There are few things more magnificent in this world than watching the sun rise over a majestic volcano. Volcanoes are beautiful when they’re dormant—but dangerous when they start throwing off giant clouds of poisonous gases and car-sized bombs of rock.
The magma that fuels eruptions at big volcanoes is produced at temperatures of over 2,000 degrees Fahrenheit, more than 20 miles below, in earth’s mantle. From here, it rises buoyantly, like a deadly hot-air balloon. Up to now, conventional wisdom has had it that it takes hundreds to thousands of years for it to make its way up, and maybe (or maybe not) cause an eruption. And even if there is an eruption, it is not that deep-seated magma coming out, but overlying material, which pops like a cork from the increased pressure.
Irazu crater (with the 1963-65 eruptive deposits seen in the foreground cut by erosion – those are the deposits we sampled in that location, second picture)
My colleagues and I think some big volcanoes may operate differently. At Irazu volcano in Costa Rica, crystals from its 1963 eruption provide clues that it took only weeks to months for magma to make the long journey—and then it emerged directly at the surface.
We can tell this because tiny crystals grow in magma as it ascends and cools, forming chemical zones. Somewhat similar to tree rings, these zones are witness to the magma’s history. We can study crystals to determine how much time they spent in the magma, and then use this concept to measure how long the magma took to travel from mantle to surface.

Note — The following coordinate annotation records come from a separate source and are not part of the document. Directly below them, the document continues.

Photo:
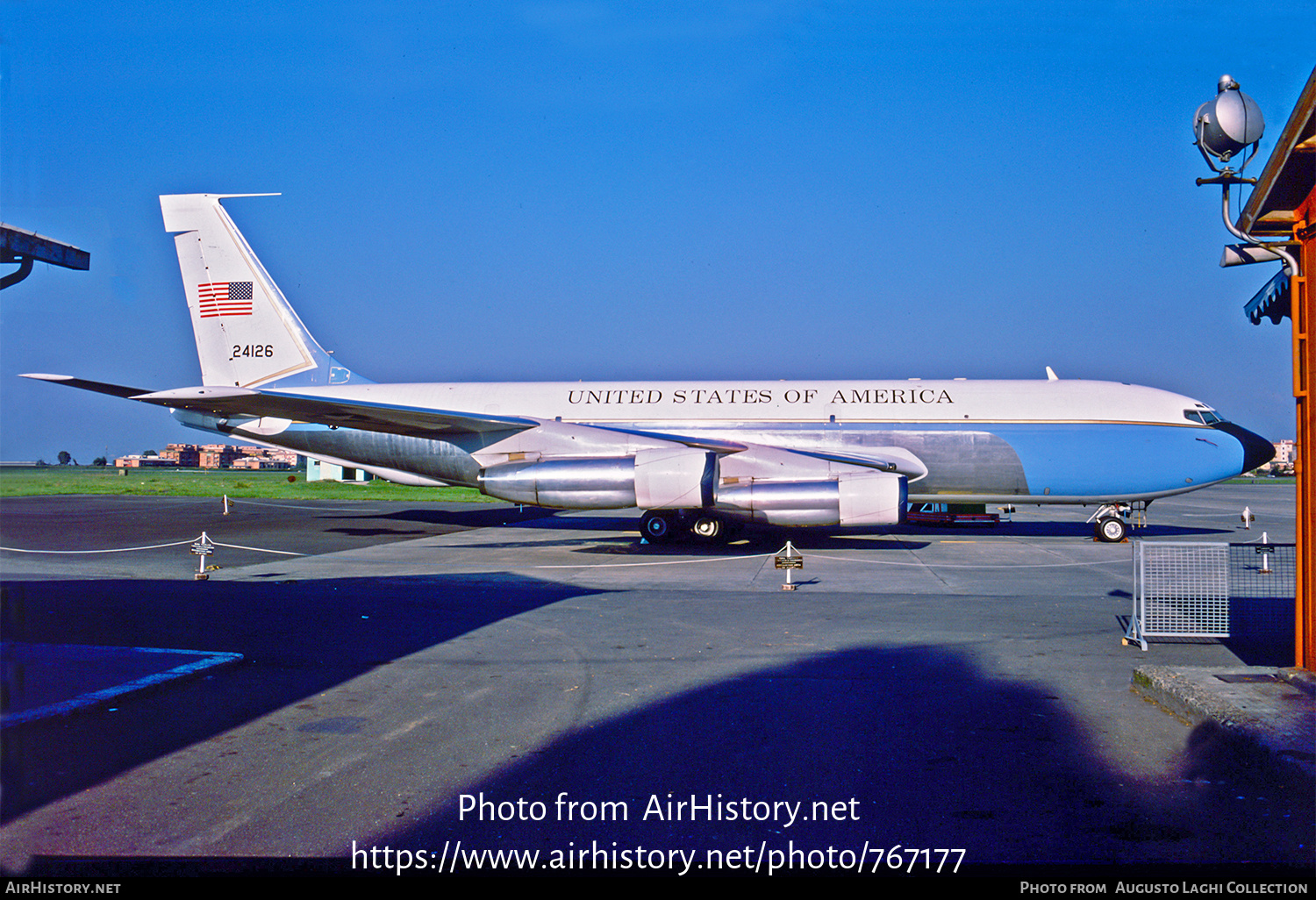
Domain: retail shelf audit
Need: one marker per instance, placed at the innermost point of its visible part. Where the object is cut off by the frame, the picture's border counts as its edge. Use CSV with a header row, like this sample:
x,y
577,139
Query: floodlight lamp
x,y
1228,124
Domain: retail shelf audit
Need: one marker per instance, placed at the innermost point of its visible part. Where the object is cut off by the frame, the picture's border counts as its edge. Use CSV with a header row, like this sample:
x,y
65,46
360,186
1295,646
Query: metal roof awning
x,y
25,247
1273,302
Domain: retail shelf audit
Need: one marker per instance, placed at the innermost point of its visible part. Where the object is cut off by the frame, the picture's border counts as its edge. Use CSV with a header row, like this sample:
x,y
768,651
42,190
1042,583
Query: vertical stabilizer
x,y
247,332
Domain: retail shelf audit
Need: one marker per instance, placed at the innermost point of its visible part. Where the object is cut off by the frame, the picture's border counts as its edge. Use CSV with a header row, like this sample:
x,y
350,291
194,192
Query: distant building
x,y
145,462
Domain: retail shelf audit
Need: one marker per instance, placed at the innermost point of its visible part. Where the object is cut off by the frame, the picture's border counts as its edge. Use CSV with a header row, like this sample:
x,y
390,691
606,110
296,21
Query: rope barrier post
x,y
202,547
790,560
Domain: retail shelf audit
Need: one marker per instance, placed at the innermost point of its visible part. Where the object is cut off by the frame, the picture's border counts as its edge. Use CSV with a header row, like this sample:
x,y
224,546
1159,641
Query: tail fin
x,y
247,332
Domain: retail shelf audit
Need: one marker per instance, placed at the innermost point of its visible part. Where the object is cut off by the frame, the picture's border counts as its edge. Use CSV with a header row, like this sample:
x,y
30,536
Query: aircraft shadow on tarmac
x,y
297,639
936,754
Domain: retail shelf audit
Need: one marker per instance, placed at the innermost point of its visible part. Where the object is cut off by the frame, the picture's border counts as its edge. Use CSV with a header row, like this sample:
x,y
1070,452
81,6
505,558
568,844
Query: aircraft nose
x,y
1255,449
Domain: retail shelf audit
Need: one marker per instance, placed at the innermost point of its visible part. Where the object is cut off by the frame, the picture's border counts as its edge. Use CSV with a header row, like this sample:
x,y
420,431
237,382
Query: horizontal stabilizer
x,y
99,387
226,402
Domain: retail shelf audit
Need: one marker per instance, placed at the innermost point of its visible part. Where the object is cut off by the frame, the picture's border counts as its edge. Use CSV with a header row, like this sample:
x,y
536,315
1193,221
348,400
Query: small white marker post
x,y
790,560
202,547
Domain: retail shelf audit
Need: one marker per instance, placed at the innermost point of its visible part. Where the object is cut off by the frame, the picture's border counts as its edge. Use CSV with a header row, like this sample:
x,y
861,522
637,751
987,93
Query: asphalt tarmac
x,y
449,679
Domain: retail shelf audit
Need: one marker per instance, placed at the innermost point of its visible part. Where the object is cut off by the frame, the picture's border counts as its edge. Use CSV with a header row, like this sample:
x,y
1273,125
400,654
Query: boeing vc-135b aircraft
x,y
697,457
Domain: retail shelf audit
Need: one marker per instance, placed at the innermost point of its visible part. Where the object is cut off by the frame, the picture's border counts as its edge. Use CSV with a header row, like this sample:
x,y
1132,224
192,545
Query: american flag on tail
x,y
225,299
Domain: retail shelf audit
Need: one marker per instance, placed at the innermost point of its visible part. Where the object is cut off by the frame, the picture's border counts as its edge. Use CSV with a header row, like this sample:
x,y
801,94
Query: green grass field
x,y
16,482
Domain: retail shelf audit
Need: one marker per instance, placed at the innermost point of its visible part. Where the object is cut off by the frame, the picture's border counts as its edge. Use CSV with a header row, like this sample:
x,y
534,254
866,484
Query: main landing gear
x,y
1111,521
665,525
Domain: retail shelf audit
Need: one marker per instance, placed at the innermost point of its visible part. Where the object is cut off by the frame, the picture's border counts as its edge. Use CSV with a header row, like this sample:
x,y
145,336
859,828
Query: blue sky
x,y
533,191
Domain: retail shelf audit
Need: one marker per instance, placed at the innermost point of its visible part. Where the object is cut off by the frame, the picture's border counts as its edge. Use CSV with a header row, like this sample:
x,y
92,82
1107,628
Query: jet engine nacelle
x,y
665,478
876,499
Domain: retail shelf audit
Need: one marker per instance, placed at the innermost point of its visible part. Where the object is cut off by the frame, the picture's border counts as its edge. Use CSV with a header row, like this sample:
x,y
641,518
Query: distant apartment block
x,y
212,455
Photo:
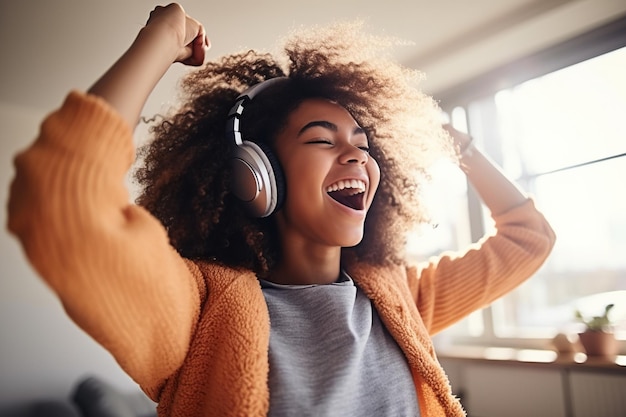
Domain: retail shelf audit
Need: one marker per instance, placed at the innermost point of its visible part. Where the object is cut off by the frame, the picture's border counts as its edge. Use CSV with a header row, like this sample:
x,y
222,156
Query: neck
x,y
302,266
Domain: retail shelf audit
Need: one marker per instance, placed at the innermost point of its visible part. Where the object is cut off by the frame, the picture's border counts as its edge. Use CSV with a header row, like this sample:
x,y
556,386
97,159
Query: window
x,y
562,136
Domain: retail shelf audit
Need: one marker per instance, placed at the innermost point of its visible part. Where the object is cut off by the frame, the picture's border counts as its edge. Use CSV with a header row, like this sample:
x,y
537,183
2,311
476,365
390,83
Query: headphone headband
x,y
257,177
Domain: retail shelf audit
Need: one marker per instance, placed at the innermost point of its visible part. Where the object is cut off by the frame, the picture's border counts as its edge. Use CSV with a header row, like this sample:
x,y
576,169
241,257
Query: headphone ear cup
x,y
257,178
280,188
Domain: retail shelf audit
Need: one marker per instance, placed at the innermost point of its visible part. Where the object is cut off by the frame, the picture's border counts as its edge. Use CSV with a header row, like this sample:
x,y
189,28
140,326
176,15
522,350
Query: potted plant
x,y
598,338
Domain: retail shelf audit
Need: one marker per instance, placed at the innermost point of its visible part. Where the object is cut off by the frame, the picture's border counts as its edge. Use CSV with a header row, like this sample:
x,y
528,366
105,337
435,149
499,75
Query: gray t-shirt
x,y
330,355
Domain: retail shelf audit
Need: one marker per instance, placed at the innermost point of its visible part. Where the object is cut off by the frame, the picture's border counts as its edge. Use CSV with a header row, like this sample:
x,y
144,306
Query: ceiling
x,y
51,46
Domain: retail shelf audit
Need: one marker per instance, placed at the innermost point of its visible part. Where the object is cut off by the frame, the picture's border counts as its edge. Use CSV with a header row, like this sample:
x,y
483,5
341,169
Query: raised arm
x,y
169,36
110,261
497,192
453,285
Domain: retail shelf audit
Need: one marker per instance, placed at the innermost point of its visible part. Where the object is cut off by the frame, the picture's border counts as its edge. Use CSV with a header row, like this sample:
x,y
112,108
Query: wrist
x,y
466,149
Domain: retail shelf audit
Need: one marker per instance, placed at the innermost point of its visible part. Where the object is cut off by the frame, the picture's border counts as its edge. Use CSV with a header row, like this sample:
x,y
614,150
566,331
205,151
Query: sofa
x,y
91,397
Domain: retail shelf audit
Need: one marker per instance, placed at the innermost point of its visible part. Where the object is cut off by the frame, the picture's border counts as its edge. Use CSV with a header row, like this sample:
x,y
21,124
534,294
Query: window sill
x,y
544,358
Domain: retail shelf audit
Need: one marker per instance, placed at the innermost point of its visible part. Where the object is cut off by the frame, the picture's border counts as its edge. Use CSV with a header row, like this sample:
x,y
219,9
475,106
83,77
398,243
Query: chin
x,y
348,243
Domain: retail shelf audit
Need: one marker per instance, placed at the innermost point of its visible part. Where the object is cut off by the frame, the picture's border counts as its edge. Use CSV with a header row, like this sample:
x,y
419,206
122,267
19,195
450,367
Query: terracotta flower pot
x,y
598,343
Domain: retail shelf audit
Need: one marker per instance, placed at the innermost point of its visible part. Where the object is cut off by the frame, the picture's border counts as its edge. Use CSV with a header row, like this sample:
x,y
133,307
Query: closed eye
x,y
323,141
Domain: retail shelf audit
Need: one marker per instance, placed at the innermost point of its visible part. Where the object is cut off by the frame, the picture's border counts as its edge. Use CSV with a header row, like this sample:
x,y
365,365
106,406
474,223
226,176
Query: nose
x,y
354,155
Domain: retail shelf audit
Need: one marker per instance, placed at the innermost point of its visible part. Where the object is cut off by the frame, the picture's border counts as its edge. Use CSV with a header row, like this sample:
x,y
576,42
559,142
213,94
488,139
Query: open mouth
x,y
350,193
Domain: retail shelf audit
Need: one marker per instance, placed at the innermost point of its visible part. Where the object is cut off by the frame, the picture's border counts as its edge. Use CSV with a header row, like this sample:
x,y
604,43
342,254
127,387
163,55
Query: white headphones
x,y
257,179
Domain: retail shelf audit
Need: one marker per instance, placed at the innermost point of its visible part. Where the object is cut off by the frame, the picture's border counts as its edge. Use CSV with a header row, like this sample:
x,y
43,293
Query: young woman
x,y
221,297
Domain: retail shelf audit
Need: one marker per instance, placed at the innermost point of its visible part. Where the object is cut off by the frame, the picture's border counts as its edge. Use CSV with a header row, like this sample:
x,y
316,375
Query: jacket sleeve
x,y
108,260
449,287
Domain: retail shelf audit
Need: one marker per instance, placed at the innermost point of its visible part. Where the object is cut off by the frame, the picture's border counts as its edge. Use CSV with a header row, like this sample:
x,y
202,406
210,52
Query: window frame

So, we wonder now: why do some volcanoes respond sluggishly to the recharge of magma, while others explode directly? We don’t really know yet. In ancient myth, volcanoes were underlain by the gods of the underworld, who could strike terror at will. Today, we have a much better idea of what lies beneath our feet—and, in line with the old stories, some volcanoes may in fact harbor a true highway from hell.